Lo que el espejo no devuelve
Mi madre tenía un cajón en la mesita de noche donde guardaba papeles que no quería tirar: recetas escritas a mano por una vecina, esquelas, un papelito con mi letra de los seis años. Algunos los releía de vez en cuando, casi nunca. Pero no los tiraba. «Total, para qué», me decía. «Si total, al final, todo se vuelve papel». Me acordé de ella leyendo «El tiempo huele a papel», de Joseba Sasia Muñoz, porque es exactamente eso: un libro que entiende, sin explicarlo, que las personas se vuelven papel, que el tiempo se huele en una hoja escrita, y que un poemario, al final, es una manera de dejar la propia vida en un cajón que alguien, algún día, puede abrir.
Sasia es de Barakaldo, nació en 1957 y tiene dos libros anteriores a este. Ganó el Premio «Poemas de la Mar y sus Gentes» y, en 2025, la Mención especial en el Concurso «Lorenzo Oliván» del Ayuntamiento de Castro Urdiales. No es un desconocido. Pero «El tiempo huele a papel», publicado por Editorial Poesía eres tú en 2026, no es un libro para desconocidos: es un libro que pide lectores de tiempo lento, de los que subrayan con el dedo, de los que vuelven a la página. Aunque también se puede leer de un tirón, claro. Aunque también funciona como una sola respiración.

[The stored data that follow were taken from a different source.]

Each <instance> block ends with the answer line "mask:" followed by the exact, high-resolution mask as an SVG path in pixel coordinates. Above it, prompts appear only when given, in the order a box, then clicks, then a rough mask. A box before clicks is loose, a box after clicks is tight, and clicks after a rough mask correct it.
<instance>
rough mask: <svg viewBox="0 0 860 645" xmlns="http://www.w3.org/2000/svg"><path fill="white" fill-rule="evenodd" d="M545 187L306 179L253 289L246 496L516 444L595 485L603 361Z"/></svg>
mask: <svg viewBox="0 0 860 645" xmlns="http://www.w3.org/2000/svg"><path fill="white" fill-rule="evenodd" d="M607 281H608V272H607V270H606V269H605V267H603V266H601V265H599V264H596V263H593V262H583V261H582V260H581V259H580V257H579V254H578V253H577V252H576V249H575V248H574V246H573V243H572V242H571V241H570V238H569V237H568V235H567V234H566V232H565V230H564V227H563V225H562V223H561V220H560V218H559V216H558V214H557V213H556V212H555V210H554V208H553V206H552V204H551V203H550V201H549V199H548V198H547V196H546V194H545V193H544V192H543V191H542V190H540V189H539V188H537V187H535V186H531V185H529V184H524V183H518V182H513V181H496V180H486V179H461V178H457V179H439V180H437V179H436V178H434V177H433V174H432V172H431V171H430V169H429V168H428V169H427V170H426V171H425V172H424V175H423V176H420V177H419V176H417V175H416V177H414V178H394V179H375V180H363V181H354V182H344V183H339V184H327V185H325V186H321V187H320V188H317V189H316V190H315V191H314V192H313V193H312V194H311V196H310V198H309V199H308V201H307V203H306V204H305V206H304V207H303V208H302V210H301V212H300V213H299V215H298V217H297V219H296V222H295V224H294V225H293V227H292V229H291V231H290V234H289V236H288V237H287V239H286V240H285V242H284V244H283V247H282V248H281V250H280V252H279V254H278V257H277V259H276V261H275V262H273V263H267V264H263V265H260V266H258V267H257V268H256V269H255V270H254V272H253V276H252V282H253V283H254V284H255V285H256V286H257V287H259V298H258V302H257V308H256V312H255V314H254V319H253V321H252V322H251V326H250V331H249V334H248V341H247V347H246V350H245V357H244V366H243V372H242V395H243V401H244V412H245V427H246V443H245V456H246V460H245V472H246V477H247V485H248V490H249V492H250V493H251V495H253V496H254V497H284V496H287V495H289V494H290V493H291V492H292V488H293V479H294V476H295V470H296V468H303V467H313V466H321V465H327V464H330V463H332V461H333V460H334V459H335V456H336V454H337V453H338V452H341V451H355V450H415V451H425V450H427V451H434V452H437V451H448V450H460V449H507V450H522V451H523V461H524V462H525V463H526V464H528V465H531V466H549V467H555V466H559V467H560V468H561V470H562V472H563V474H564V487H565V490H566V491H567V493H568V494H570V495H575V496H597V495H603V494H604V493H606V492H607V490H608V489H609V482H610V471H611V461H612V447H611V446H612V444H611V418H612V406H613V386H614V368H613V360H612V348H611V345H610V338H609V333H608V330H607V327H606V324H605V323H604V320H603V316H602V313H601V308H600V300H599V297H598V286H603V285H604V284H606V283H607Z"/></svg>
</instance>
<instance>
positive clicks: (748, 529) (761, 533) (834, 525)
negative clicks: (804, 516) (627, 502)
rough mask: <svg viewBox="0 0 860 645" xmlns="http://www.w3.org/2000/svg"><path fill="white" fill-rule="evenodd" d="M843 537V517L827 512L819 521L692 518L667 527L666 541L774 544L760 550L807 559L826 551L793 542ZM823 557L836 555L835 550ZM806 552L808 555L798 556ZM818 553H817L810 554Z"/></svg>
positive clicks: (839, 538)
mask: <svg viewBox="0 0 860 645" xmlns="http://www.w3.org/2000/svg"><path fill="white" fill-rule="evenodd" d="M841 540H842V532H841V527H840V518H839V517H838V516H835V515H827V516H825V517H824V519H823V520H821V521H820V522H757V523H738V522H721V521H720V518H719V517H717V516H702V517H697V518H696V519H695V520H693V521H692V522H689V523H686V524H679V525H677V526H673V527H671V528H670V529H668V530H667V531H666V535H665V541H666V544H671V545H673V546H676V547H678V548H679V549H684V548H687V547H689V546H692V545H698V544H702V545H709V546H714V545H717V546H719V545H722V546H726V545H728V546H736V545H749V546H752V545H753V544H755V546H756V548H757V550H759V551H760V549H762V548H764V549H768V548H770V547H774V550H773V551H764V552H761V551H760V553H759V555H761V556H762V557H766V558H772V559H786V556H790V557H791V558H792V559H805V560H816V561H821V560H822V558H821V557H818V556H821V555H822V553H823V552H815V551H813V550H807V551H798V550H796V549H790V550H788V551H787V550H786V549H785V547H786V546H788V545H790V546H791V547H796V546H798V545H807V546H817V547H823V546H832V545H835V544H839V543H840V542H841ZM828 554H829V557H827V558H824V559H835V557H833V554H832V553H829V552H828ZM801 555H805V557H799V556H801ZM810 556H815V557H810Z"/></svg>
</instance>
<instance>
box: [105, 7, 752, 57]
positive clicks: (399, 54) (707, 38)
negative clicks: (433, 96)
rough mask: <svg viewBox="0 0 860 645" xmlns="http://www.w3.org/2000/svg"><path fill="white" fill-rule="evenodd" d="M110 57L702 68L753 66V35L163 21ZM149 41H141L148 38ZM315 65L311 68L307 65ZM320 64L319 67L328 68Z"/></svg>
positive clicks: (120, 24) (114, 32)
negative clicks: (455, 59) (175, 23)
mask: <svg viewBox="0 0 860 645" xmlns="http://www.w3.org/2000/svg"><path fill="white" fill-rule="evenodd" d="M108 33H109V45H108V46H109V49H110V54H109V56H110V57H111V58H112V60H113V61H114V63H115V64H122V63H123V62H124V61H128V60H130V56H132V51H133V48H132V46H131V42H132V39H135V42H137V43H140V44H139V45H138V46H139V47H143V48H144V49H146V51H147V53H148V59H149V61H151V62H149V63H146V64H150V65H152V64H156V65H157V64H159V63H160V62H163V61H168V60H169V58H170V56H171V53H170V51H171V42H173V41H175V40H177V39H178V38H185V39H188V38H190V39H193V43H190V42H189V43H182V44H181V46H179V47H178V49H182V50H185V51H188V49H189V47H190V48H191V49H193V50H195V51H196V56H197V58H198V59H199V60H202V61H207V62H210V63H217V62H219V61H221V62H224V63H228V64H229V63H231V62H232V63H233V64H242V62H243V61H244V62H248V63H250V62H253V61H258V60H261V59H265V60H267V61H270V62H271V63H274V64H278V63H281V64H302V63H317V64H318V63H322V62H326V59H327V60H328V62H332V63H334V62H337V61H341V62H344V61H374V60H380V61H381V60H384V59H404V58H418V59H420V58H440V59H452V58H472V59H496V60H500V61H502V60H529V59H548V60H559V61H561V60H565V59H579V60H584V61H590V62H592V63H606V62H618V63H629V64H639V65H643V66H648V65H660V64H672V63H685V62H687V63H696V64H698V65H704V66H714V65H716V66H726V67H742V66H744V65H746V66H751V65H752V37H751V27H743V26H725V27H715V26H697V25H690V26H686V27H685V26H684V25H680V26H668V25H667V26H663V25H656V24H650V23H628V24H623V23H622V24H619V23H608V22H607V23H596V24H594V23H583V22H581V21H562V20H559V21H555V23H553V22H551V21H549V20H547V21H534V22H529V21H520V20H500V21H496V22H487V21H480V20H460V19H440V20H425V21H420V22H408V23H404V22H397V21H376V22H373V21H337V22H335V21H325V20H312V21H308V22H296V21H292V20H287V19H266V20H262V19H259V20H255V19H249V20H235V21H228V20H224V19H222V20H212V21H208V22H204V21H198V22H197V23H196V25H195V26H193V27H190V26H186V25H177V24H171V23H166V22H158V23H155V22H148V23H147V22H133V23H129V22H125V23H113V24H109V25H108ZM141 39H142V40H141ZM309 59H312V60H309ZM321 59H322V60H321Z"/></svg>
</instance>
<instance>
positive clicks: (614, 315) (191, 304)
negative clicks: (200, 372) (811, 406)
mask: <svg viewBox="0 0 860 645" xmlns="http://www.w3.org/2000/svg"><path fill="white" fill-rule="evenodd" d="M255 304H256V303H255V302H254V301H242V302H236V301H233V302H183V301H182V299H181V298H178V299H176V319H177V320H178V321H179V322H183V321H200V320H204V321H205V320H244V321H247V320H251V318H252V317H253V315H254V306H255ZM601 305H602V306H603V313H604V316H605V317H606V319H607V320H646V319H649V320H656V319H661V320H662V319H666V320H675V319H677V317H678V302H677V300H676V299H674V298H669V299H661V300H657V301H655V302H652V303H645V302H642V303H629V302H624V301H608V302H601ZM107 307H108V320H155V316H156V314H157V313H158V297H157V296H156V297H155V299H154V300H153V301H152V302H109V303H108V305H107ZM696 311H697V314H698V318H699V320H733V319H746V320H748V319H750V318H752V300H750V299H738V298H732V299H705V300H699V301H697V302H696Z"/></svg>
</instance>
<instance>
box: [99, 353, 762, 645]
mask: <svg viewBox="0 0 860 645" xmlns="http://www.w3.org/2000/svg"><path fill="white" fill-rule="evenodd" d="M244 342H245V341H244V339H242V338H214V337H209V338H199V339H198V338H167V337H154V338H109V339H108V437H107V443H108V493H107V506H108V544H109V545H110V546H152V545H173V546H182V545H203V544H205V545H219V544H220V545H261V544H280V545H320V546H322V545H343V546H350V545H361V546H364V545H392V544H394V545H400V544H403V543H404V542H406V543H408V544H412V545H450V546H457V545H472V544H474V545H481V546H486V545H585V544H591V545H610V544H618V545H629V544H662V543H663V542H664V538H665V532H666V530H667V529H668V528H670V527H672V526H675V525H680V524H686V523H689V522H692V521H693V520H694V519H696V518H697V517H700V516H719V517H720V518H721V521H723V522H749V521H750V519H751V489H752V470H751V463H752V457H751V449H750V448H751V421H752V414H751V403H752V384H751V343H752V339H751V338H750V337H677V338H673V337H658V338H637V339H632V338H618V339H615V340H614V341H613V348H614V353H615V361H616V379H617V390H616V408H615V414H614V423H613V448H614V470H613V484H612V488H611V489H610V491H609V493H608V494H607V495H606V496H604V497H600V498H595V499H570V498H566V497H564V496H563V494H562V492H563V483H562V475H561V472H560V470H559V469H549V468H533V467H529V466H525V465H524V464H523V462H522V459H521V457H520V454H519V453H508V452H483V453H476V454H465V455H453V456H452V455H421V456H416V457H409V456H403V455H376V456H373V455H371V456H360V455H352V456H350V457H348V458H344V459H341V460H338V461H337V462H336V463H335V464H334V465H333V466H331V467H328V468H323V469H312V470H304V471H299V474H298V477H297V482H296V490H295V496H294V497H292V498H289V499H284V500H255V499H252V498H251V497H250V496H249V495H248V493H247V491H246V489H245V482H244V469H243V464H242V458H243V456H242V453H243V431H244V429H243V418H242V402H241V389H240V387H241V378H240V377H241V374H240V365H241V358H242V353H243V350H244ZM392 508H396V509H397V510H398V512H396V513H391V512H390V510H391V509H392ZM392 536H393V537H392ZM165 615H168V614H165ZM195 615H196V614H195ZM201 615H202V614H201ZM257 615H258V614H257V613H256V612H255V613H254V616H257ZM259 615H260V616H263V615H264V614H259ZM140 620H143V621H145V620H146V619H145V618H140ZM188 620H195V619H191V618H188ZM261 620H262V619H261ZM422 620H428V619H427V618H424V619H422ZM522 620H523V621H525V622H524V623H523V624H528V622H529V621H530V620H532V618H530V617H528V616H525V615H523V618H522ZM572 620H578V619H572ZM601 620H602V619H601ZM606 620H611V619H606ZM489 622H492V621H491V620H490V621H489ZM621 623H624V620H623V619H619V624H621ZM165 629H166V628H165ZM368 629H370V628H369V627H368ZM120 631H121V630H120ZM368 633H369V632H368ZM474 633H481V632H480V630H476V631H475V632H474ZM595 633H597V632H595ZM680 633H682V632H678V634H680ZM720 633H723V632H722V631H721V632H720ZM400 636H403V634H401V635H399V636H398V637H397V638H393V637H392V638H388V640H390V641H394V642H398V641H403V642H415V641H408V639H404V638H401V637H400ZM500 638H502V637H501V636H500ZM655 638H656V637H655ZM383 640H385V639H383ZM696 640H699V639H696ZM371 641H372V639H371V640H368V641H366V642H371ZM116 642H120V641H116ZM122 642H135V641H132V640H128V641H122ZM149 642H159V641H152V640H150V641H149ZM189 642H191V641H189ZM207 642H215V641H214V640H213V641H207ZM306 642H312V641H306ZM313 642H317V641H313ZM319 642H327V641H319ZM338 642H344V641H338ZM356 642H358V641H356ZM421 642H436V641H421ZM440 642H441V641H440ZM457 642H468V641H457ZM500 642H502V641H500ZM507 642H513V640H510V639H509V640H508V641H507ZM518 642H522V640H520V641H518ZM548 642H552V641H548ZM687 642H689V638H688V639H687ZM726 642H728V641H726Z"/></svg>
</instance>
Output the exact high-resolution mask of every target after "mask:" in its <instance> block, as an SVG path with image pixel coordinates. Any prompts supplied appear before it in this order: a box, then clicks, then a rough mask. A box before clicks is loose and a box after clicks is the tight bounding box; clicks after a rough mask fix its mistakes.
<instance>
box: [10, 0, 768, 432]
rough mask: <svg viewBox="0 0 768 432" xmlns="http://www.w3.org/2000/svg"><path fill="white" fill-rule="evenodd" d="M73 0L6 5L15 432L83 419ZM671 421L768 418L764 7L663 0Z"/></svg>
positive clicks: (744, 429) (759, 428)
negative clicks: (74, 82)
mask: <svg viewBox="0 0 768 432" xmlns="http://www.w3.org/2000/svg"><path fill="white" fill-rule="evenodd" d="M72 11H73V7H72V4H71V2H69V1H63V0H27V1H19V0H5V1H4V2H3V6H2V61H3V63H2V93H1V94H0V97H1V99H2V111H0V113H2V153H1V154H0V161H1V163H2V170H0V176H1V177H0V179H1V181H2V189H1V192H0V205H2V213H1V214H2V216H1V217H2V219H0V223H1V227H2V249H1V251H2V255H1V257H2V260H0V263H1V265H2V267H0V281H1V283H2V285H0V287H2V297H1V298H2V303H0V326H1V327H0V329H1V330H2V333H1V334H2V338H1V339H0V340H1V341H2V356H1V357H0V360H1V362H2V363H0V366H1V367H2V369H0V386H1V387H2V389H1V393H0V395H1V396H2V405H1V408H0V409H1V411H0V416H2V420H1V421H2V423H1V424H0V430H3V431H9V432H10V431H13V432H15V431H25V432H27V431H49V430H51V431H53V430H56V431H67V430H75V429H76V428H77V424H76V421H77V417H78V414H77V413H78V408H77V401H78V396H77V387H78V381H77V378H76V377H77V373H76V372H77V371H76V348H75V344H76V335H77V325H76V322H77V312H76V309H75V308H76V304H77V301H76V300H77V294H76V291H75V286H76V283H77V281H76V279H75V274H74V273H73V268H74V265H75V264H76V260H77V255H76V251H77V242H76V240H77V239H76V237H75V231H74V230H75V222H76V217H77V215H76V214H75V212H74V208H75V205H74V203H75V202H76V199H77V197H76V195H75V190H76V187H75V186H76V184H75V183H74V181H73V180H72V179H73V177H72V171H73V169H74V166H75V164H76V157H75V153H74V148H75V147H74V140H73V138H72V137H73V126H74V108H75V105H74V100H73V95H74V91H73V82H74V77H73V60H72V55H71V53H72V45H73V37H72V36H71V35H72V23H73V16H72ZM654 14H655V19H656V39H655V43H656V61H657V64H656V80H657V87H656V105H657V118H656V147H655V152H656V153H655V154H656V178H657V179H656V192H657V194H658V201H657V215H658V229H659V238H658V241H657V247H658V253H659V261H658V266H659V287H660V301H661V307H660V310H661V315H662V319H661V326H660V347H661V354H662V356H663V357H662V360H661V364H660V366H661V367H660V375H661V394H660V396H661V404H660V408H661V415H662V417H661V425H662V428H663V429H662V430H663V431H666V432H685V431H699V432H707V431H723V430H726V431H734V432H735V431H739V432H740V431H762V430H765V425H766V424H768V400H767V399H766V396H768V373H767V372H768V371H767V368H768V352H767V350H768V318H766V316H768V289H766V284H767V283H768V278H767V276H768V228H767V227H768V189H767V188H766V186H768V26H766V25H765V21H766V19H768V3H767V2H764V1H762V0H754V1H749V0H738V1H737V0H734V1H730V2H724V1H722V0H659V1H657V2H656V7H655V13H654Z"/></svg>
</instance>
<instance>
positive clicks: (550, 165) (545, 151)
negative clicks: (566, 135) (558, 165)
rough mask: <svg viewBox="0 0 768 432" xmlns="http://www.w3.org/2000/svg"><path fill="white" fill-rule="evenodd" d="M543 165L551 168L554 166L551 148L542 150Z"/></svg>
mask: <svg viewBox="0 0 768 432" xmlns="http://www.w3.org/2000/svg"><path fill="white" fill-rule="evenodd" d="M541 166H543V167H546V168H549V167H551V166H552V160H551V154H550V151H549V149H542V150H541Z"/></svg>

Lo que más me ha gustado es la manera en que Sasia trata el paso de los años. No hay nostalgia gruesa, no hay moraleja. Hay, en cambio, un poema —«Sencillamente, la vida… / se mira conmigo al espejo, / mientras flaquean los gestos, / entre arrugas y requiebros, / aceptando sin palabras, / que, ella y yo, / somos más viejos»— que deja la cosa dicha con la economía del que ya no necesita adornarse. No hay queja. Hay una forma de aceptación que, leída en frío, no tiene nada de triste. Es, si se quiere, una descripción. Pero hecha con tanto tino que se vuelve diagnóstico de toda una generación: la de los que nacieron en los cincuenta y ahora empiezan a contar, en voz baja, las hojas que se han quedado atrás.
Hay también humor, del que aparece sin buscarlo. «Nasciturus por dentro, / 60 años, por fuera…» es un verso que se recuerda a la primera lectura y que uno se lleva puesto el resto del día. Aunque también puede ser un verso triste, según cómo se mire. Aunque también funciona como rechazo del patetismo. Esa ambigüedad, en un libro de edad, no es defecto. Es la única forma de no caer en la trampa del propio argumento. Y Sasia lo sabe, y por eso lo deja así, sin resolver, porque sabe también que las cosas importantes, a los sesenta, no se resuelven: se miran.
No sé si este libro va a llegar a mucha gente. Probablemente no. Pero hay libros que están ahí, esperando, para quien los encuentre. Este es uno de esos. Lo dejé en la mesita de noche, junto al cajón donde mi madre guardaba sus papeles, y no sé por qué me pareció que estaba en su sitio. Igual porque los dos, mi madre y Sasia, sabían lo mismo: que al final, todo se vuelve papel, y que el tiempo, mientras tanto, huele. Aunque también es verdad que el libro, leído del derecho y del revés, da para más de lo que aquí cuento. Aunque también puede leerse como un cuaderno de bitácora de un viaje en tren que, al final, no va a ninguna parte. Aunque también —y esto lo dejo aquí sin terminar, como Sasia deja sin terminar algunos de sus mejores poemas—.